Başbakan Yardımcısı Kurtulmuş, özellikle Doğu Almanya ile Batı Almanya'nın birleşme sürecinde sayıları 500 bini bulduğu ifade edilen Doğu Almanya'nın devlet memurlarının yeni Almanya'nın devlet memuru yapılmaması, komünist partisi üyeleri oldukları iddiasıyla yeni kurulan Birleşik Almanya'nın devlet bütünlüğü içerisine sokulmamasının herkesin hafızalarında olduğunu anlattı.

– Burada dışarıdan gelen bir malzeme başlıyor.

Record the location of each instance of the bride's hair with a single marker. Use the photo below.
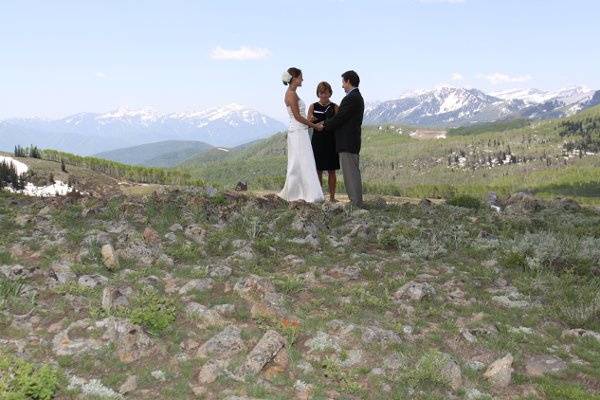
(292, 72)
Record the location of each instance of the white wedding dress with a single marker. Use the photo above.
(301, 181)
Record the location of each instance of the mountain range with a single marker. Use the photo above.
(91, 133)
(233, 125)
(158, 154)
(451, 107)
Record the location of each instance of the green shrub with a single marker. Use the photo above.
(515, 260)
(427, 371)
(565, 391)
(21, 380)
(5, 257)
(153, 311)
(465, 201)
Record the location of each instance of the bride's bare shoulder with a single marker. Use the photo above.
(290, 98)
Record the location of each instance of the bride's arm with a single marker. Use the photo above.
(293, 103)
(310, 113)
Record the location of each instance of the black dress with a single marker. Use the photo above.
(323, 143)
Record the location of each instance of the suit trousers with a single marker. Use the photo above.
(352, 180)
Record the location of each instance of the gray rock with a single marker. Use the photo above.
(499, 373)
(113, 298)
(197, 284)
(224, 309)
(374, 334)
(92, 281)
(265, 350)
(92, 387)
(129, 385)
(63, 345)
(207, 316)
(62, 272)
(506, 301)
(109, 257)
(322, 342)
(15, 272)
(451, 372)
(195, 233)
(224, 344)
(159, 375)
(176, 228)
(220, 272)
(542, 364)
(130, 340)
(576, 333)
(414, 291)
(171, 237)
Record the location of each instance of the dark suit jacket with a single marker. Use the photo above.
(347, 123)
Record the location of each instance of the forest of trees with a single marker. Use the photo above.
(31, 151)
(9, 177)
(122, 171)
(585, 134)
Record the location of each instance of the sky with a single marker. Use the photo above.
(62, 57)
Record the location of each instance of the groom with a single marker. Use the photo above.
(347, 124)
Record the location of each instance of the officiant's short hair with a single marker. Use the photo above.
(324, 87)
(352, 77)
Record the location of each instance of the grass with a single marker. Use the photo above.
(20, 379)
(399, 165)
(153, 311)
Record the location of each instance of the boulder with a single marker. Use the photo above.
(499, 373)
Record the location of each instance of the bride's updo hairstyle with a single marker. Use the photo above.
(290, 74)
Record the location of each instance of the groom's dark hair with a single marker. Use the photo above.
(352, 77)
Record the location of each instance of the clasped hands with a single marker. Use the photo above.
(318, 127)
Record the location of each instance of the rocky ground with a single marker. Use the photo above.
(200, 294)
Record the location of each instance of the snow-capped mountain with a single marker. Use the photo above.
(90, 133)
(442, 106)
(449, 106)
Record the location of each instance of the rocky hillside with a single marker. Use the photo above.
(453, 107)
(201, 294)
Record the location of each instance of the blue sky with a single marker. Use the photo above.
(61, 57)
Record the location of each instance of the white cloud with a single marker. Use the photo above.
(443, 1)
(497, 78)
(241, 54)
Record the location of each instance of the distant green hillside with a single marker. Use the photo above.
(397, 164)
(159, 154)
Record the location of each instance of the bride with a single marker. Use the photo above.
(301, 181)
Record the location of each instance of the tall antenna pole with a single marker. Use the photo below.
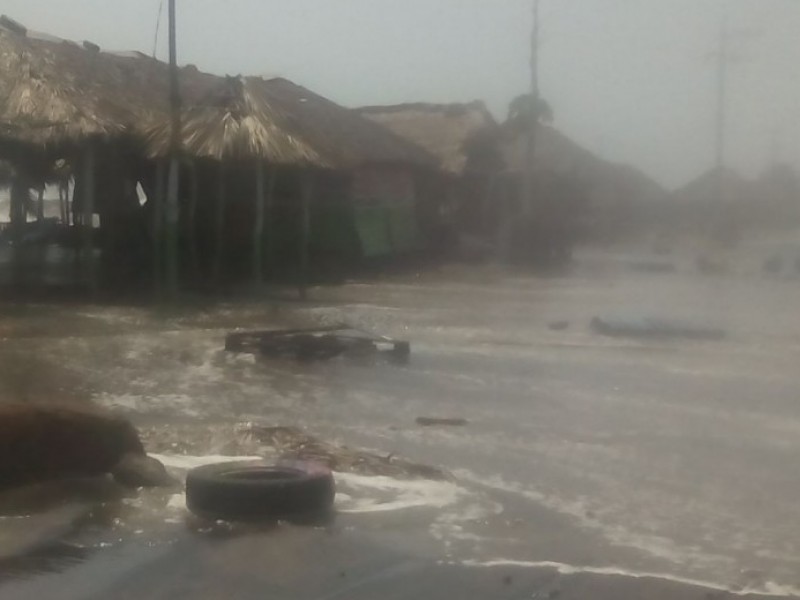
(172, 212)
(723, 56)
(529, 175)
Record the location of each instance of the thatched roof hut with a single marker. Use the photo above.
(444, 130)
(43, 102)
(279, 122)
(55, 92)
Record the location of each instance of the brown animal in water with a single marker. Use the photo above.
(43, 442)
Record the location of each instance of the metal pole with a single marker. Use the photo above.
(529, 175)
(172, 208)
(722, 88)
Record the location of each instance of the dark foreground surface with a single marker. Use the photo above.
(588, 467)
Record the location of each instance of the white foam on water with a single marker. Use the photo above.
(186, 462)
(146, 404)
(378, 493)
(655, 545)
(768, 588)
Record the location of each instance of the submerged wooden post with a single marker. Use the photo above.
(40, 204)
(62, 206)
(305, 231)
(172, 214)
(220, 225)
(258, 226)
(192, 221)
(158, 226)
(88, 216)
(264, 192)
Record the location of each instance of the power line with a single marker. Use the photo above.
(158, 27)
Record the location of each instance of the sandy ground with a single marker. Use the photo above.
(589, 467)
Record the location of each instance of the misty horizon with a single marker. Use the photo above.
(635, 84)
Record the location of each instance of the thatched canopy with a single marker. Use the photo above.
(280, 122)
(444, 130)
(54, 92)
(43, 102)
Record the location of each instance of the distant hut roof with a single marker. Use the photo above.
(280, 122)
(53, 92)
(42, 101)
(444, 130)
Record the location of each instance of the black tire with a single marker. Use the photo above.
(244, 491)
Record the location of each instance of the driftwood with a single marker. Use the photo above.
(45, 442)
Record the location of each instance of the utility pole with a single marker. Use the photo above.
(723, 58)
(529, 175)
(172, 208)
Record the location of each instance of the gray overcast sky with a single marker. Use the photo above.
(630, 79)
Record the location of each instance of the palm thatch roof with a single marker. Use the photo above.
(42, 101)
(444, 130)
(280, 122)
(54, 91)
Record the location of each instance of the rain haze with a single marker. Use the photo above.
(633, 80)
(340, 304)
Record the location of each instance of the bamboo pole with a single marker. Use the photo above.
(258, 226)
(88, 216)
(220, 225)
(62, 204)
(192, 221)
(305, 232)
(40, 204)
(172, 249)
(158, 227)
(264, 193)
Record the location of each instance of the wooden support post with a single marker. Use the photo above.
(264, 193)
(40, 204)
(307, 193)
(62, 206)
(88, 216)
(258, 226)
(171, 239)
(220, 226)
(158, 226)
(192, 221)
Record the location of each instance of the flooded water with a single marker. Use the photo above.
(582, 453)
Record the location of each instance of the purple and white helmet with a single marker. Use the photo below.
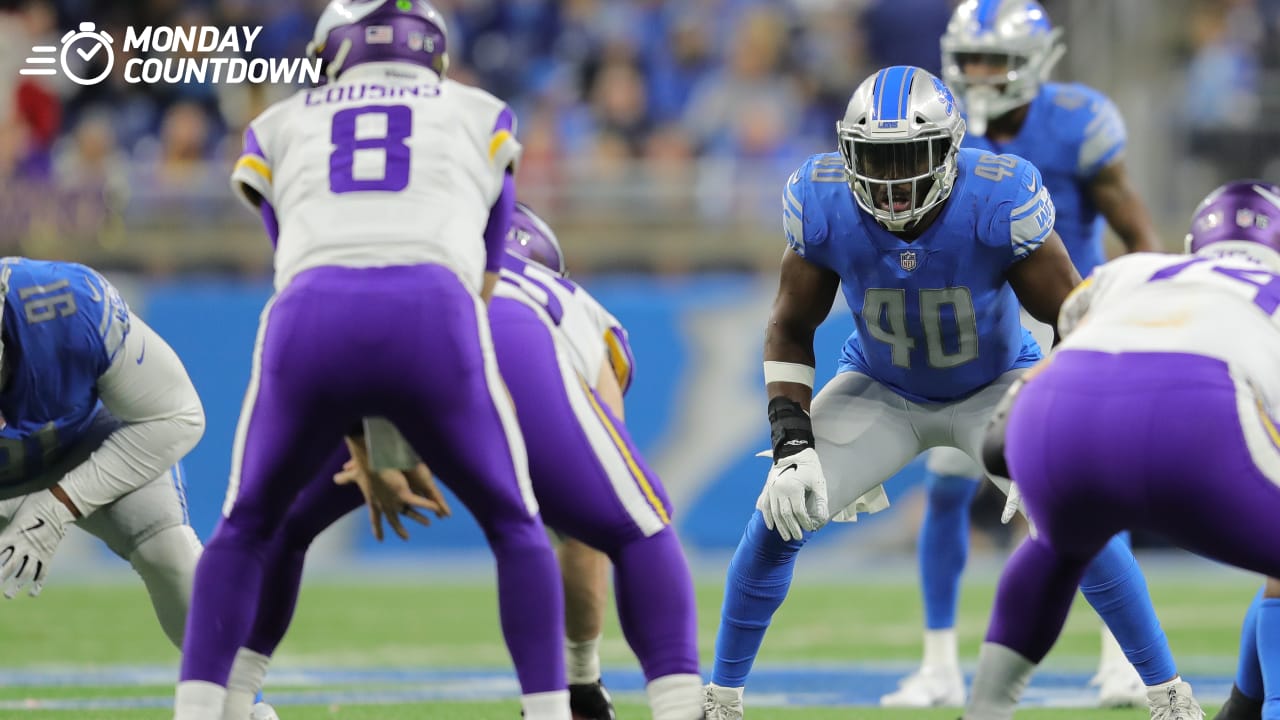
(531, 238)
(1239, 218)
(352, 32)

Avrupalılardan, eleştiri yaparken, Almanya'nın bu birleşme sürecini hatırlamalarını isteyen Kurtulmuş, "Orada yüz binlerce memurun hem de herhangi bir olası bir tehdite karşılık nasıl devletten ayıklandığını bir kere daha gözden geçirsinler. Kaldı ki Türkiye'de sadece olası bir tehdit değil 15 Temmuz akşamı bu salonda yaşandığı gibi açık bir şekilde devleti yıkmak, darbe yapmak ve demokrasiyi kaldırmak gibi tehditlerle karşı karşıya kaldık. Hatta daha ilerisinde Türkiye'de iç savaş tehditi ve Türkiye'nin yabancı işgali tehditi ile karşı karşıya kaldık." dedi.

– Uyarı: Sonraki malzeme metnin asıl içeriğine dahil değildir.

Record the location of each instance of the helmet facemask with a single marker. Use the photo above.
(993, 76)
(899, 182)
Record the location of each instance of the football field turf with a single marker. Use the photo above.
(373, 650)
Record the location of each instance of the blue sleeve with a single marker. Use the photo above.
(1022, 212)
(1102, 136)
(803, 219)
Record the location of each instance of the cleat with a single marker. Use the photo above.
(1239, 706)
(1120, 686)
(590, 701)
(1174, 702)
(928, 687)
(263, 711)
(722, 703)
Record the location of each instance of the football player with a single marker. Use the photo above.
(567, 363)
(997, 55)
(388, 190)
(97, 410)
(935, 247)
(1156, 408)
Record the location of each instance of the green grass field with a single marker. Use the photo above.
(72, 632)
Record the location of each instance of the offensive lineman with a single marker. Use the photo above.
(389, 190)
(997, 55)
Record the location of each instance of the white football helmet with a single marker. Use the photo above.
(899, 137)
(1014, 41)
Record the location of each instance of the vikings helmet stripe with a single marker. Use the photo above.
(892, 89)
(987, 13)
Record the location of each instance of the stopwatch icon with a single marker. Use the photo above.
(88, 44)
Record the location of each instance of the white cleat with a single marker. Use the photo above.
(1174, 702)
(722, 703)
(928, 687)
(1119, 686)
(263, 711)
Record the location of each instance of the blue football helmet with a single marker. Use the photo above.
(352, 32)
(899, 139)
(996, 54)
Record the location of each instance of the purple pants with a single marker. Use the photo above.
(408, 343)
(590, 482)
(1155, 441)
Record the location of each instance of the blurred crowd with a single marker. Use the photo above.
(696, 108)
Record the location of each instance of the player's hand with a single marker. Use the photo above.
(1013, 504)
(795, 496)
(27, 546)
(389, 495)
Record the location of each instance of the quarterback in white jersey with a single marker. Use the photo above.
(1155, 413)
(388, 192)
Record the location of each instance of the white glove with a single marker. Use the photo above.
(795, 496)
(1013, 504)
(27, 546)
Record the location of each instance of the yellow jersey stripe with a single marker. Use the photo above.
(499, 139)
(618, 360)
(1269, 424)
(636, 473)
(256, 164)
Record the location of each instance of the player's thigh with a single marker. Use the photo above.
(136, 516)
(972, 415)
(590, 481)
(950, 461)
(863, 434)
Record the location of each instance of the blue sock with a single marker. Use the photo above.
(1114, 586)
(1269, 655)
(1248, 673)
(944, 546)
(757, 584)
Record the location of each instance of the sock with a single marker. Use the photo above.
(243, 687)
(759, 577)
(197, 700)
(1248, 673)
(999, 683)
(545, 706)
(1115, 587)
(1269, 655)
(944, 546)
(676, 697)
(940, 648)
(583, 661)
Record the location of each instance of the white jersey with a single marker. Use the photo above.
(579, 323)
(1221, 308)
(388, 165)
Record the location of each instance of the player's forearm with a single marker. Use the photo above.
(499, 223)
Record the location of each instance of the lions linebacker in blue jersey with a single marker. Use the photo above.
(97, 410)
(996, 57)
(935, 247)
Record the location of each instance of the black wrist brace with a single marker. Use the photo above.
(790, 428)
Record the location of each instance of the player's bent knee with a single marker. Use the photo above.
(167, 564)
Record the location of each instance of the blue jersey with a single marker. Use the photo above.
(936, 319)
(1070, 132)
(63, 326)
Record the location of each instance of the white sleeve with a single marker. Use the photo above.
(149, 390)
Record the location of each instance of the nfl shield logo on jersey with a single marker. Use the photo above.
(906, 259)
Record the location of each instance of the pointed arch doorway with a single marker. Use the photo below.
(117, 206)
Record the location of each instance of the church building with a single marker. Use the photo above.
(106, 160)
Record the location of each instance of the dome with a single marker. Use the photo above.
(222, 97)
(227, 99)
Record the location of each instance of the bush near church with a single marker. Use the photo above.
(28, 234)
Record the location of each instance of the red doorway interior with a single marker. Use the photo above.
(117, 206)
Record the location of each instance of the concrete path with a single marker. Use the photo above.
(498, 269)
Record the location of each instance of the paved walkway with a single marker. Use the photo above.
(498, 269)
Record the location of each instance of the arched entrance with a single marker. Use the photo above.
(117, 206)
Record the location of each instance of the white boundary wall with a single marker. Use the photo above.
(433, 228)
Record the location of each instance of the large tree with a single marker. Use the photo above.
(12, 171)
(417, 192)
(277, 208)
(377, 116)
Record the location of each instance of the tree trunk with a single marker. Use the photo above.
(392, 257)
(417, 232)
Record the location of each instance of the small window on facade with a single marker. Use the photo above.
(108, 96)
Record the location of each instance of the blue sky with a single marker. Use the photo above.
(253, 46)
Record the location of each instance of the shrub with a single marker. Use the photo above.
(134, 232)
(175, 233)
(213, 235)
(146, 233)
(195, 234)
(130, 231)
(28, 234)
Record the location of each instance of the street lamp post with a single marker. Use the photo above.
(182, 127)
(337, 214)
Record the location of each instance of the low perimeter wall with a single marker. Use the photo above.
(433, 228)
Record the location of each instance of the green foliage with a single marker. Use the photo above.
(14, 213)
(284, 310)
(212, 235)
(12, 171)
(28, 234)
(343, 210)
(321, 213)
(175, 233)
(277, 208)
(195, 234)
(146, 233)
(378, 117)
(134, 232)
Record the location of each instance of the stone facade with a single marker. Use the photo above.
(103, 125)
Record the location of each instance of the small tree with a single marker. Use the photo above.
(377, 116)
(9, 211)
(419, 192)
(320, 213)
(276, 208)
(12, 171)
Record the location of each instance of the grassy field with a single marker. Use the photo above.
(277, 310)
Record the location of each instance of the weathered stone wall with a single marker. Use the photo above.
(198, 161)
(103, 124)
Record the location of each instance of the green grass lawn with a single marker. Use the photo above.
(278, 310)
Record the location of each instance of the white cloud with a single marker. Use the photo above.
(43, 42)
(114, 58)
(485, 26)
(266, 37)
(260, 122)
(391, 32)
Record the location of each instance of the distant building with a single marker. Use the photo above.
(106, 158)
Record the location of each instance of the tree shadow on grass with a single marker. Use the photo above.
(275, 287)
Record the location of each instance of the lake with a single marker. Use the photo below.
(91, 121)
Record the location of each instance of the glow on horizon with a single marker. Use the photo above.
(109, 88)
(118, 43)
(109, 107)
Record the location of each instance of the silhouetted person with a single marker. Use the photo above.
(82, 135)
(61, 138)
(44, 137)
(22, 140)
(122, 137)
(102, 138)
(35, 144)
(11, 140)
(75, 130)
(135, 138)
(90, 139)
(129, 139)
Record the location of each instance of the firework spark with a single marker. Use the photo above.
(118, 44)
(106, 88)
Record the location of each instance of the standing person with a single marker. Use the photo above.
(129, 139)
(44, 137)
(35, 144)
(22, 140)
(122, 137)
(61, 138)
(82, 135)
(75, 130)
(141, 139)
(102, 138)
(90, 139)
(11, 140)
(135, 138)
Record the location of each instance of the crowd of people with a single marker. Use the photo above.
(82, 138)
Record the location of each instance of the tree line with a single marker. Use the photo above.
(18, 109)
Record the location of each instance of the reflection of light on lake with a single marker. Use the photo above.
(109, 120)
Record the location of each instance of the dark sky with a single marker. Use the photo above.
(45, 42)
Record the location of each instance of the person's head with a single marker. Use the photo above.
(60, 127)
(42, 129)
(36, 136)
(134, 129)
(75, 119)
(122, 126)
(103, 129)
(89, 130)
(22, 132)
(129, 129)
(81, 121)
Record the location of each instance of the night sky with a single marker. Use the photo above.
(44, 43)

Numan Kurtulmuş, şunları kaydetti:
"Bir başka örnek ise bu mücadele içerisinde Fransa'nın ortaya koymuş olduğu, tarihini de tam vereyim, 13 Kasım 2015'te Fransa'da 130 kişinin öldürülmesiyle başlayan saldırılar sonucu olağanüstü hal ilan edildi ve 15 Temmuz 2017'ye kadar uzatıldı. Bildiğiniz gibi, olağanüstü hal şartlarında Fransa cumhurbaşkanlığı seçimine gidiyor.
Yine bir başka ülke Belçika'dır. Belçika Kasım 2015 ve Mart 2016'da, oradaki terör saldırıları dolayısıyla olağanüstü hale gitti ve öyle oldu ki bazı dönemlerde Belçika'daki olağanüstü hal, Brüksel dahil olmak üzere büyükşehirlerde hayatı durdurma noktasına geldi. Ayrıca, doğal afetler ve terör saldırıları gibi bazı nedenlerden dolayı, ülkelerin anayasalarının müsaade ettiği ölçüde parlamentolarından, hatta bazı ülkelerde yerel yönetimlerden alınan kararlarla olağanüstü hal uygulanması, olağanüstü hale geçilmesi mümkündür."
Kurtulmuş, olağanüstü hal ile ilgili mücadele sürecinde çok sayıda tutuklama ve gözaltına alma olayının yaşandığını belirtti.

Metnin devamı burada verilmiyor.